Economic growth has recently slowed across much of the world economy following stronger-than-expected performance during the first quarter of 2008. The net result is likely to be that on a year-over year basis, global real GDP growth for 2008 will be only slightly below the 3.8 percent forecast last April. For 2009, however, growth now looks likely to decelerate to slightly below 3.5 percent rather than accelerate to 4 percent.
Meanwhile, the broad upsurge in commodity prices of earlier this year has been largely if not completely reversed. In particular, the price for light sweet crude has fallen back from a peak of almost $150 per barrel to about $100 per barrel but is still above the $80 per barrel price of late 2007. Recent sharp declines in commodity prices will help to bring down headline inflation rates, at least for a while, although core inflation rates will likely remain uncomfortably high in a number of countries. In some emerging-market countries, where policies have remained lax, inflation will continue to be a critical problem.

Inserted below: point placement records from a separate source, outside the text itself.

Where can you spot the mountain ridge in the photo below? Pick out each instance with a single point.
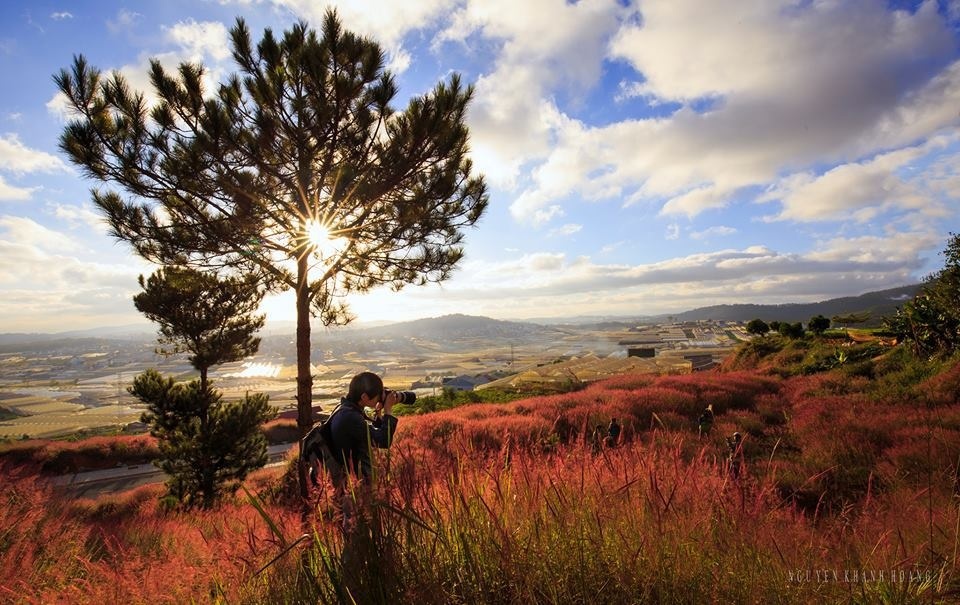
(879, 303)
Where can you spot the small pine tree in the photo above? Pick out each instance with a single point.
(931, 321)
(207, 446)
(758, 327)
(818, 324)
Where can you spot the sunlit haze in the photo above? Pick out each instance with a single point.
(642, 157)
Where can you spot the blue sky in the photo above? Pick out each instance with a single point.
(643, 157)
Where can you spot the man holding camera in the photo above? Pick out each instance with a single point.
(354, 434)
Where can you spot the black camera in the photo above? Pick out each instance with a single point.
(404, 397)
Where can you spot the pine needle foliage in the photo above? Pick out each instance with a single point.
(302, 138)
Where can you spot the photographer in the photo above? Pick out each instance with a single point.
(354, 433)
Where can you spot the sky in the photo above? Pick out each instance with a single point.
(642, 157)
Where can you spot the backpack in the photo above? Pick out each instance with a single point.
(316, 447)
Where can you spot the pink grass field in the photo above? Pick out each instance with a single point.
(846, 494)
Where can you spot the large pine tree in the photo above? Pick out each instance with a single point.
(301, 141)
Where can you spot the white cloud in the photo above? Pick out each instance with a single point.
(546, 45)
(18, 158)
(48, 286)
(565, 230)
(124, 21)
(81, 217)
(859, 191)
(787, 86)
(386, 20)
(22, 231)
(204, 42)
(12, 193)
(200, 40)
(551, 284)
(719, 230)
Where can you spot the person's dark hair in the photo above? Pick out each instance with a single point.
(364, 382)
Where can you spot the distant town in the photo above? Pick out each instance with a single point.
(54, 387)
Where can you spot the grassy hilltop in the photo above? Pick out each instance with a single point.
(847, 493)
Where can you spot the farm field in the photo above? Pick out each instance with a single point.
(85, 389)
(844, 493)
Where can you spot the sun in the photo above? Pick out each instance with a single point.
(323, 240)
(318, 234)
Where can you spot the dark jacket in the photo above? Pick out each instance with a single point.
(354, 436)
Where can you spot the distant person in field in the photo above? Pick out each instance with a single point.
(596, 440)
(353, 434)
(613, 433)
(705, 422)
(735, 457)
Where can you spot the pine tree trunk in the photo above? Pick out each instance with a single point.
(304, 378)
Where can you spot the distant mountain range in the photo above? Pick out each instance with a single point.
(877, 304)
(458, 326)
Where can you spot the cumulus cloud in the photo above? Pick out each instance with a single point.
(553, 284)
(72, 289)
(204, 42)
(12, 193)
(719, 230)
(764, 88)
(199, 41)
(546, 45)
(124, 21)
(861, 191)
(17, 158)
(568, 229)
(82, 217)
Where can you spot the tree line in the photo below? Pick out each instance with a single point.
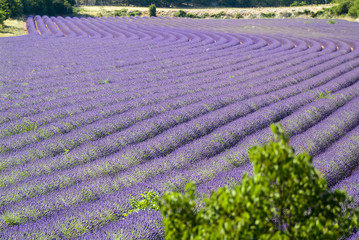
(199, 3)
(16, 8)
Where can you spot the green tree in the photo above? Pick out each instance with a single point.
(284, 199)
(152, 10)
(4, 11)
(354, 9)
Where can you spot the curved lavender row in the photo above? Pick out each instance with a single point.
(340, 159)
(82, 27)
(41, 26)
(52, 27)
(17, 113)
(237, 156)
(30, 26)
(156, 181)
(100, 31)
(185, 177)
(178, 154)
(73, 28)
(63, 28)
(88, 205)
(286, 82)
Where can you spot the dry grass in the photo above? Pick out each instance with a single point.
(13, 27)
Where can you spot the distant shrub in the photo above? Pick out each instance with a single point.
(134, 13)
(306, 11)
(15, 7)
(218, 15)
(152, 10)
(267, 15)
(192, 15)
(180, 13)
(317, 14)
(204, 15)
(238, 16)
(298, 4)
(285, 14)
(326, 94)
(149, 200)
(120, 13)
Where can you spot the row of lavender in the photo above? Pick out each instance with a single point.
(95, 111)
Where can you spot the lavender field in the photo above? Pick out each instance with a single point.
(94, 111)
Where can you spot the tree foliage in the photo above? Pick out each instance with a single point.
(152, 10)
(284, 199)
(16, 8)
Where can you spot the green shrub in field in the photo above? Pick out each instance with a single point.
(219, 15)
(120, 13)
(298, 4)
(284, 199)
(152, 10)
(238, 16)
(267, 15)
(149, 200)
(180, 13)
(134, 13)
(192, 15)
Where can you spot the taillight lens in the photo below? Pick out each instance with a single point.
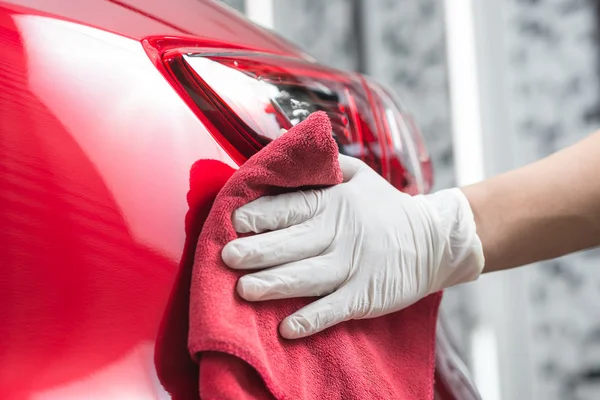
(247, 98)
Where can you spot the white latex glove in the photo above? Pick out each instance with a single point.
(367, 247)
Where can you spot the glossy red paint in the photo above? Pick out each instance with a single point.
(95, 152)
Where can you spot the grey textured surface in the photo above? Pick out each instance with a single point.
(406, 50)
(322, 28)
(554, 54)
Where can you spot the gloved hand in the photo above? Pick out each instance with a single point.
(368, 248)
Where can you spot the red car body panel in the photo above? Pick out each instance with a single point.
(95, 153)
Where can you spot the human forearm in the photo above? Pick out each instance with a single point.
(541, 211)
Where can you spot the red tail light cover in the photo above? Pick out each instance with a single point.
(246, 98)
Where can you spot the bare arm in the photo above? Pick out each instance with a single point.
(544, 210)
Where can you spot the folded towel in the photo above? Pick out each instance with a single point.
(236, 343)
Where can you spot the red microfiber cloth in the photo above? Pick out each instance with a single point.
(237, 344)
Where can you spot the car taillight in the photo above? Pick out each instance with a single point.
(246, 98)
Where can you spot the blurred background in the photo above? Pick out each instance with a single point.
(494, 84)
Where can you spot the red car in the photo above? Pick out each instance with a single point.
(104, 107)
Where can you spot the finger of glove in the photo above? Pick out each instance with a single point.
(276, 212)
(318, 316)
(311, 277)
(264, 250)
(350, 166)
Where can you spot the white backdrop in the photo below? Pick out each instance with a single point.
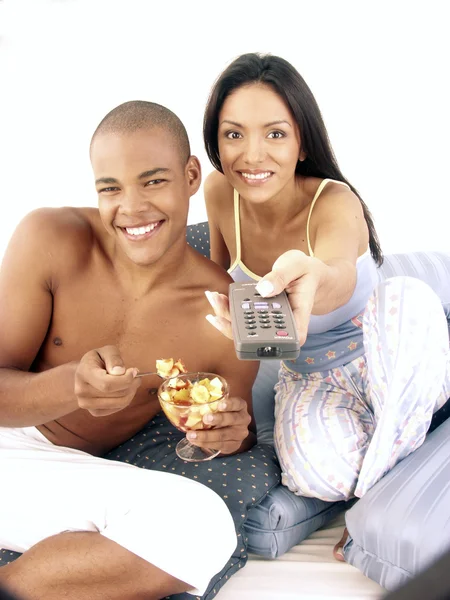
(379, 71)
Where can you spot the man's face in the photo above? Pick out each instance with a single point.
(143, 187)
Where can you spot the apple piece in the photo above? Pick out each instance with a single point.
(181, 366)
(165, 396)
(164, 366)
(182, 394)
(193, 420)
(199, 394)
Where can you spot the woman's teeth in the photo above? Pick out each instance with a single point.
(256, 175)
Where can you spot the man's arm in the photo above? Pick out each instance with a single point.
(214, 202)
(25, 314)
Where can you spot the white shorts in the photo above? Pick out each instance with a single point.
(174, 523)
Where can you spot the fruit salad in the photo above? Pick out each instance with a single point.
(187, 398)
(167, 367)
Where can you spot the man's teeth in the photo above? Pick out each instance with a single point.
(140, 230)
(256, 175)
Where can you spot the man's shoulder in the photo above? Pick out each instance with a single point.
(53, 223)
(208, 274)
(217, 188)
(59, 234)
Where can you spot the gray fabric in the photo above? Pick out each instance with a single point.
(402, 524)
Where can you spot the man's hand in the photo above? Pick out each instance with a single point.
(230, 427)
(103, 385)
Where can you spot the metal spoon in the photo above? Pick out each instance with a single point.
(150, 373)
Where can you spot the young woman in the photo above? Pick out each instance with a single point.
(374, 364)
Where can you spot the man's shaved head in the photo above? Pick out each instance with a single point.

Thus, looking to the rest of 2008 and to 2009, the world economy will experience mild stagflation. World real GDP growth (on the basis of the International Monetary Fund’s World Economic Outlook [WEO]) will be significantly below the 4¾ percent average annual rate achieved from 2004 through 2007 but meaningfully above the 2½ percent rate that marks the borderline of global recession. 1 World consumer price inflation (measured on a 12-month basis) will fall below the recent high of over 6 percent but remain above 4 percent through 2009. Economic policies, therefore, will generally face the dual challenges of ensuring that inflation returns to acceptable rates within reasonable time horizons and of guarding against unnecessarily deep and prolonged slowdowns in output growth.
For most countries, however, these challenges should be significantly less severe than those of the two recent episodes of global stagflation: 1973 to 1976 and 1979 to 1984. In the present episode, industrial countries do not have to confront inflation rates that have been allowed to escalate well into double digits, and accordingly, they do not need to pursue aggressive monetary tightenings likely to pitch their economies into deep and prolonged recessions.